Verse 16 ends with the good news that we can find “grace to help in our time of need.” One modern translation says we can find “grace to help in the nick of time.” I like that. The last phrase literally means “at the right moment.” God’s answers are always perfectly timed. Not too soon and not too late. And often they do seem to come “in the nick of time.” God gives us the grace we need but not until we truly need it.
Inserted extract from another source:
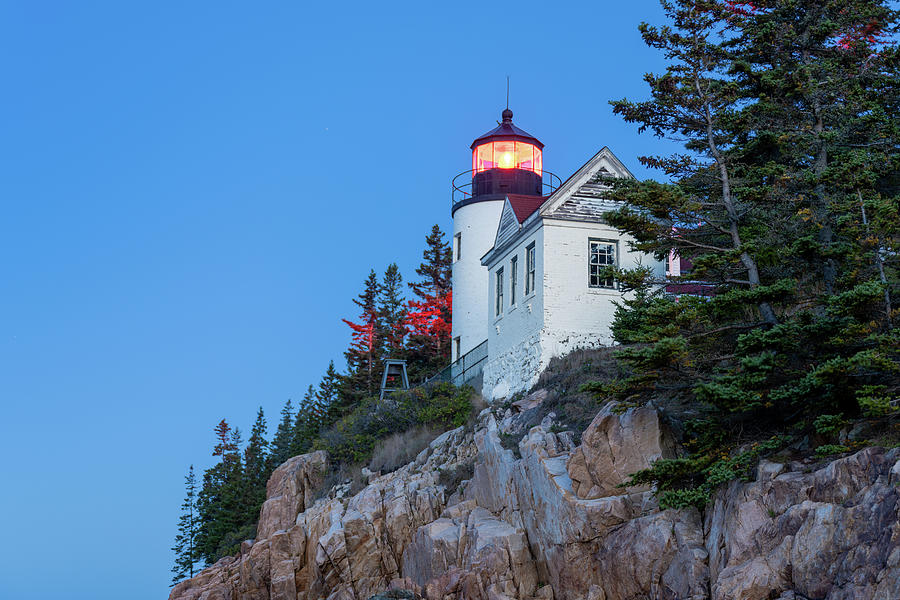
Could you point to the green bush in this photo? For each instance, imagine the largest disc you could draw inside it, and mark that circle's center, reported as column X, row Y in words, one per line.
column 353, row 438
God’s answers are always perfectly timed.
It’s a wonderful thing to feel complete freedom to come into God’s presence. One of our sons helped me understand this years ago during an all-night prayer meeting. We set up the plan this way. During the night we began every hour with a brief devotional by a different person. During the hour assigned to me, I gave a brief devotional and then we spent the remainder of the hour in prayer. After I finished speaking, a friend said to me, “Did you see what Josh did?” Our oldest son was probably 5 years old at the time. “What did he do?” I hadn’t noticed anything. My friend said, “While you were talking to us, Josh came up to you and asked a question. You stopped your talk, leaned over, and answered him. Then you finished your talk.” I didn’t even remember the incident because it happened so naturally. Because he was my son, Josh knew he could come to me any time, even when I was speaking, and I would not turn him away. That’s the “boldness” and “freedom of speech” that all of us ought to have when we pray.
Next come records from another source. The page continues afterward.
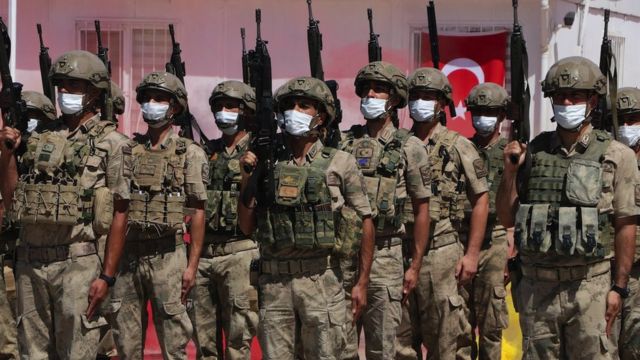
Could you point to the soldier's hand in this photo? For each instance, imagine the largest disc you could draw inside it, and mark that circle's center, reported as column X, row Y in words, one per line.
column 614, row 304
column 97, row 293
column 358, row 301
column 466, row 269
column 9, row 136
column 410, row 282
column 188, row 282
column 514, row 155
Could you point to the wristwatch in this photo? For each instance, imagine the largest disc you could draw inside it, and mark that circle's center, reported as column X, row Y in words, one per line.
column 624, row 292
column 108, row 279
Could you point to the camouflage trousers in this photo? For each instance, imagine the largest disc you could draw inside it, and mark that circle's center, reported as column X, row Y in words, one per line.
column 52, row 300
column 381, row 318
column 306, row 308
column 223, row 289
column 8, row 336
column 155, row 276
column 625, row 337
column 440, row 320
column 564, row 320
column 486, row 299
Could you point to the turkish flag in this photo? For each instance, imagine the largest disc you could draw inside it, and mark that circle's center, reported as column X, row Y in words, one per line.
column 467, row 60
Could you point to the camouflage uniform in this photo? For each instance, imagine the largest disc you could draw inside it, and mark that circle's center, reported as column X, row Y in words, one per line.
column 223, row 287
column 155, row 255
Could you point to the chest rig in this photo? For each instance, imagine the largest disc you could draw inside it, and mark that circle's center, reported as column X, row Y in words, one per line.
column 301, row 215
column 381, row 164
column 223, row 191
column 560, row 214
column 447, row 201
column 49, row 190
column 157, row 196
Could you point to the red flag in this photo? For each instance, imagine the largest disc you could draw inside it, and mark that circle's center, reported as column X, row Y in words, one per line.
column 468, row 60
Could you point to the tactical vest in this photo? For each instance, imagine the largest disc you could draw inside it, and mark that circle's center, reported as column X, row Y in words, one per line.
column 48, row 191
column 380, row 164
column 301, row 216
column 560, row 215
column 223, row 191
column 157, row 196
I come now to the bottom line, and it is good news for all of us. We’ve got a friend in high places. In the words of Mike Royko, we’ve got clout. We’ve got connections in heaven. We’ve got a friend at the throne of grace who delights to answer our prayers. He’s the Right Person with the Right Past in the Right Place. Because he feels your pain, he can sympathize with what you’re going through. Nothing you say will surprise him. Come boldly. Come often. Come to the throne of grace and pour out your heart to God. You will not be turned away.